The module info struct is located like this:
-
examine the first 4 address at the start of the module.
-
If this is a module with an interrupt vector table (VTOR) the first address will contain the top of the stack in ram (0x20xxxxxx). In this case the info table will be placed immediately after the VTOR table. For STM32F205, the VTOR table comprises 97 interrupt vectors, giving a total size of 388 (0x184) bytes.
-
The other case is a module without the VTOR, where the module info appears at the very start of the module. In this case the first 4 byte address is the first item in the module info structure, which is the start location of the module in Flash (0x08xxxxxx) where the module resides/should reside.
Once the location of the module_info structure has been determinted, the address
can be cast and assigned to a const module_info_t*
#include "module_info.h"
void* address = (void*)0x8020000;
if ((*address & 0x20000000)==0x20000000)
address = (void*)0x8020184;
const module_info_t* module_info = (const module_info*)address;
The binaries consumed in the Particle ecosystem should include "module info" descriptors that appear at fixed locations in the binary. There are 2 module info structures:
- start info: appears at the start of the binary, this defines the platform, version, module type, module dependencies
- end info: appears at the end of the binary. Defines product ID and version, as set in user code and provides storage for the SHA256 and CRC32 hashes that are added after the binary is built.
The module info structures are defined in dynalib/inc/module_info.h
. The structures are instantiated in dynalib/inc/module_info.inc
which defines the default values for all platforms.
The main
project compiles the module info structure instances into a module_info.o
object file - main/src/module_info.c
simply includes module_info.inc
from dynalib so the instance declarations become static data.
Your project's linker script describes how the various object files are placed into the final firmware image. The module infos need to be placed at specific locations, and so we must use linker scripting to instruct the linker to place these at the desired locations.
We provide some linker scripts to make this process simple (and avoid copy/pasting code.) All the linker scripts are stored in build/arm/linker
. If not already done, you should add this directory to the linker search path with
LDFLAGS += -L$(COMMON_BUILD)/arm/linker
Add this alongside the other linker flags defines in your HAL include.mk
file.
All the linker script changes add data to the program memory region - this is where the main executable code is stored. To reuse our linker scripts that inject the module info, this section should be named APP_FLASH
. For example,
.somesection :
{
// .. declarations
} > APP_FLASH
.text :
{
// .. more declarations
} > APP_FLASH
A symbol for the module start is used to compute various offsets.
Add this include before any other APP_FLASH section.
INCLUDE 'module_start.ld'
In the example, this would come before .somesection
.
After any mandatory sections in program memory, such as ISR vector tables, add
INCLUDE 'module_info.ld'
In the example, this would come after .somesection
if that section must remain at the start of the binary image.
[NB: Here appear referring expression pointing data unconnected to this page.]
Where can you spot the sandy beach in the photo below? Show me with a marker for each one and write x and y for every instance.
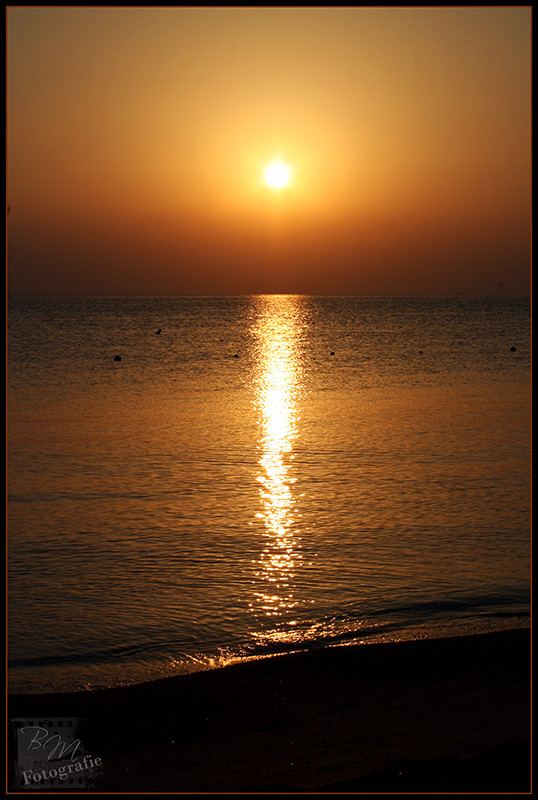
(432, 715)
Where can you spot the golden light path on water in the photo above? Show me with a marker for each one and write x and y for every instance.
(277, 387)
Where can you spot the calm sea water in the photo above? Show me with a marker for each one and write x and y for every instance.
(266, 474)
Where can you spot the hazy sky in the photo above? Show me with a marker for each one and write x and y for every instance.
(138, 139)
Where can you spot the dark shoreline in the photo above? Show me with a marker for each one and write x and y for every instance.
(430, 715)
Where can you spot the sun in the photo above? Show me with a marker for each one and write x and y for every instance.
(277, 175)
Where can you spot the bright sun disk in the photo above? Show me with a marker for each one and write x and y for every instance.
(277, 175)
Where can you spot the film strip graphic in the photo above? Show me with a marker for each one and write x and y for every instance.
(49, 755)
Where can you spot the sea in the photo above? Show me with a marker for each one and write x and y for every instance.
(196, 481)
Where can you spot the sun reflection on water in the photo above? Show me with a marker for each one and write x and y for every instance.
(277, 388)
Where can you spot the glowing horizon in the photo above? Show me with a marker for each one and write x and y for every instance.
(137, 139)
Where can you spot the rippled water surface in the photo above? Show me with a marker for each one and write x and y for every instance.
(263, 475)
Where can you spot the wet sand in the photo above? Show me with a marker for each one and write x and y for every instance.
(438, 715)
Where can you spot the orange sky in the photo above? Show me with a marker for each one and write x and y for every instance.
(138, 137)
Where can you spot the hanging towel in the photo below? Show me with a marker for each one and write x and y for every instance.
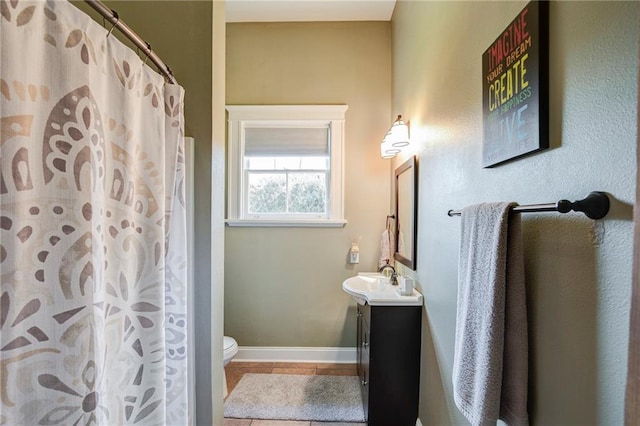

If .somesection
can appear anywhere, the include would be placed before it so that the module info is placed at the very beginning of the module.
After all other APP_FLASH
sections, add
INCLUDE 'module_end.ld'
In the example, this would be placed after the .text
section.
Without the module info end structures in place, building main
will fail since the module info end data isn't present. This includes default SHA256 and CRC32 values that are built into the binary, and the buidl will fail when those do not match the values expected. This is a sanity check in the build that it's overwriting the correct data when writing the SHA256 and CRC32 hashes to offsets from the end of the file.